Cleantech Funding Challenges

02.09.2008 | 21:02:32 pm | Posted by cleantech
 

In one particular sector of cleantech--the big, sexy alternative energy grouping--the struggles of the US economy spell interesting challenges for the future of investment funding.  While the sector as a whole is expected to continue to do well, alternative energy has built-in a number of hurdles that make it more difficult to secure funding at the start-up level, made worse by the recent credit issues on th market.

Alternative energy projects tend to need significant amounts of capital from the beginning in order to get off the ground properly, mostly because their competition is well-heeled and entrenched, but also because most of these projects need to be done in large scale in order to compete.  Individual solar panels are not so expensive or hard to sell to scare away funding, for instance, but installations in scale to challenge current coal-fired or nuclear power plants are.  Again, an individual wind turbine would not be that dramatic an investment, but they need to be installed as part of massive wind farms in order to reap the benefits and stand as a threat to the current energy paradigm.
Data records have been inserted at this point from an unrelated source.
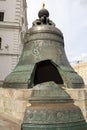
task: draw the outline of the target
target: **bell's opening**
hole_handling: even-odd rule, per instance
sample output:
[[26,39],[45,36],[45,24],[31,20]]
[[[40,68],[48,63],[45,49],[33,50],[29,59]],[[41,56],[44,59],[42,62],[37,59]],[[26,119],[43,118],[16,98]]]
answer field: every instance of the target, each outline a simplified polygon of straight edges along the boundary
[[33,76],[34,85],[48,81],[54,81],[56,84],[63,84],[63,79],[58,69],[50,60],[36,63]]

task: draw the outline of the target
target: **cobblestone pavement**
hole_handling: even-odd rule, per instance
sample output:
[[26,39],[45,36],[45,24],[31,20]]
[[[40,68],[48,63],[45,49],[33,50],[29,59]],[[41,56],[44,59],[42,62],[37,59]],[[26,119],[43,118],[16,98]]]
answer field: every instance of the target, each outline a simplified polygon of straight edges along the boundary
[[0,130],[21,130],[20,123],[13,122],[0,115]]

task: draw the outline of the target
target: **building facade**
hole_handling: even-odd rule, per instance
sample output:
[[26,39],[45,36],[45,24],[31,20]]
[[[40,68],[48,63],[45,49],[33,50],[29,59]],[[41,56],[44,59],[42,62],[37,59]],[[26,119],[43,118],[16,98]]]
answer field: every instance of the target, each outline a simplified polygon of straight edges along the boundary
[[26,0],[0,0],[0,83],[16,66],[27,29]]
[[84,83],[87,85],[87,62],[78,62],[73,64],[72,67],[83,78]]

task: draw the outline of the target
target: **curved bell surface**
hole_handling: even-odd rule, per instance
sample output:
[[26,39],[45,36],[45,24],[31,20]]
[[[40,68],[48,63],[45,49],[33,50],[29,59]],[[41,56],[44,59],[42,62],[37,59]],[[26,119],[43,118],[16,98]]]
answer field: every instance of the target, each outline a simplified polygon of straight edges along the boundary
[[54,82],[36,85],[25,111],[22,130],[86,130],[87,123],[79,107]]
[[[28,30],[24,38],[24,47],[19,63],[6,77],[3,87],[31,88],[43,81],[55,82],[52,78],[44,80],[46,75],[56,77],[54,70],[57,71],[58,84],[64,84],[70,88],[83,87],[83,79],[73,70],[67,60],[62,32],[49,19],[47,10],[42,10],[38,15],[39,19],[33,22],[32,28]],[[39,72],[36,71],[38,68],[40,68]],[[40,73],[43,80],[38,81],[36,73]],[[63,82],[60,82],[58,77]]]

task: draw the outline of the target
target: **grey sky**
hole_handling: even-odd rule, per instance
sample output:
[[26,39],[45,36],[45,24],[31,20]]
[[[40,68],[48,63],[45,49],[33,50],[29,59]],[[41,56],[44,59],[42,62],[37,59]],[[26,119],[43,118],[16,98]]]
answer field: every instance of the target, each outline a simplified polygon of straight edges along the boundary
[[38,18],[42,3],[50,12],[50,19],[63,32],[69,60],[87,54],[87,0],[27,0],[28,24]]

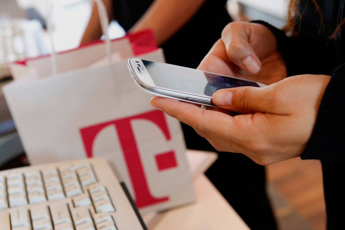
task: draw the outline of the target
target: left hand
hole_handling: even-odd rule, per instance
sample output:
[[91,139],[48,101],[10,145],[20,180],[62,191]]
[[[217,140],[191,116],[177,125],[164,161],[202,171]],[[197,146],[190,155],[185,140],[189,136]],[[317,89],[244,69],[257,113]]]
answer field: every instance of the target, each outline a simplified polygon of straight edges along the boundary
[[240,113],[154,97],[150,104],[193,127],[217,150],[240,152],[263,165],[300,156],[310,138],[330,77],[304,74],[263,88],[220,90],[213,101]]

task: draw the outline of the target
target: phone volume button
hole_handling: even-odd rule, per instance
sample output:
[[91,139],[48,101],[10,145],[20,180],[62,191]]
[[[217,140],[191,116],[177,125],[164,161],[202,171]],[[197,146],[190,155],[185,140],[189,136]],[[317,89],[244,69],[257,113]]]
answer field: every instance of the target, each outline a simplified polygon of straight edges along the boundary
[[194,98],[190,97],[187,98],[187,100],[193,101],[193,102],[196,102],[198,103],[203,103],[203,104],[211,104],[210,99],[210,101],[207,101],[206,100],[198,99],[197,98]]

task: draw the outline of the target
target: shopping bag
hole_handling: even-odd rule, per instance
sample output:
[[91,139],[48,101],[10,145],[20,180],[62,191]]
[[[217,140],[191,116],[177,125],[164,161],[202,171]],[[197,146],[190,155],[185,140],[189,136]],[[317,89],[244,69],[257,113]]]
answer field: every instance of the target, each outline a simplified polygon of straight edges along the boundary
[[109,42],[121,59],[111,64],[95,64],[109,58],[98,41],[11,65],[3,90],[30,162],[105,158],[142,213],[193,201],[179,122],[149,106],[127,67],[133,55],[164,62],[162,50],[150,31]]

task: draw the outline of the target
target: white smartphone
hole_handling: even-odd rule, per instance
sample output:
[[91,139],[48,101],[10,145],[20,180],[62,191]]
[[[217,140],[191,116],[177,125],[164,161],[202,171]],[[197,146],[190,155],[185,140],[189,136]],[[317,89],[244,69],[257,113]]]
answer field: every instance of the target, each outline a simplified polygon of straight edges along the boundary
[[141,90],[152,95],[216,106],[213,93],[221,89],[263,87],[260,82],[137,58],[128,59],[128,68]]

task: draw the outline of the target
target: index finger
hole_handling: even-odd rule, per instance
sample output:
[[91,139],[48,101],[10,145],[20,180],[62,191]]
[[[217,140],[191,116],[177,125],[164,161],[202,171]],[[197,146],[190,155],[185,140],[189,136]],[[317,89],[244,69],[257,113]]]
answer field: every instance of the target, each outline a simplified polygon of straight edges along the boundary
[[197,69],[222,75],[234,76],[231,63],[224,43],[220,39],[213,45]]
[[[151,99],[150,104],[191,126],[206,138],[212,139],[214,135],[219,136],[223,131],[220,130],[220,127],[226,127],[227,133],[233,129],[233,118],[220,112],[205,110],[189,103],[157,96]],[[235,132],[235,131],[231,131]]]

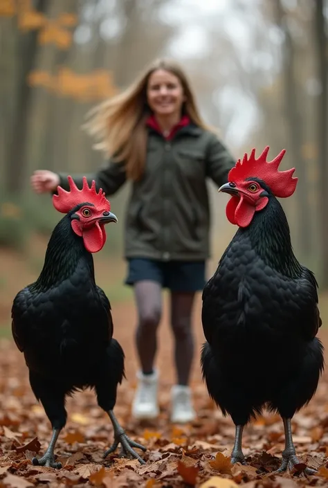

Putting that kind of money in, on technology with relatively short track records, can be daunting.

Which is why creative solutions are required.  For instance, Google.org--the philanthropic extension of the information giant--plans to help start-ups with the millions they need to bridge the "valley of death" referenced in the Reuters article above.  Most cleantech offerings won't need that kind of heavy support, as they'll be able to grow in a more typical fashion, but alternative energy is a special case, and certainly one that deserves that special support.  If something is ever to be done about fossil fuel dependence at the grid level, it will require impressive action.

One sector that may well be recession-proof seems to be green building.  Growing at a dramatic rate, the blog Green Chemicals suggests that green building could itself continue to expand even if the economy contracts.  In fact, this is the likely vector for all of cleantech and the general green revolution, the challenges of alternative energy notwithstanding.  In many ways, there's too much excitement and far too much momentum in the movement for a recession to reverse the current trends, or even slow development all that much.  The pressures that have brought clean-and-green to the fore are still in place, and growing too quickly, for consumer insecurity to make invisible.

So some corners of the movement may have to get creative about funding, but as Google has shown, there's a willingness out there to get the job done and make the changes we're living through viable.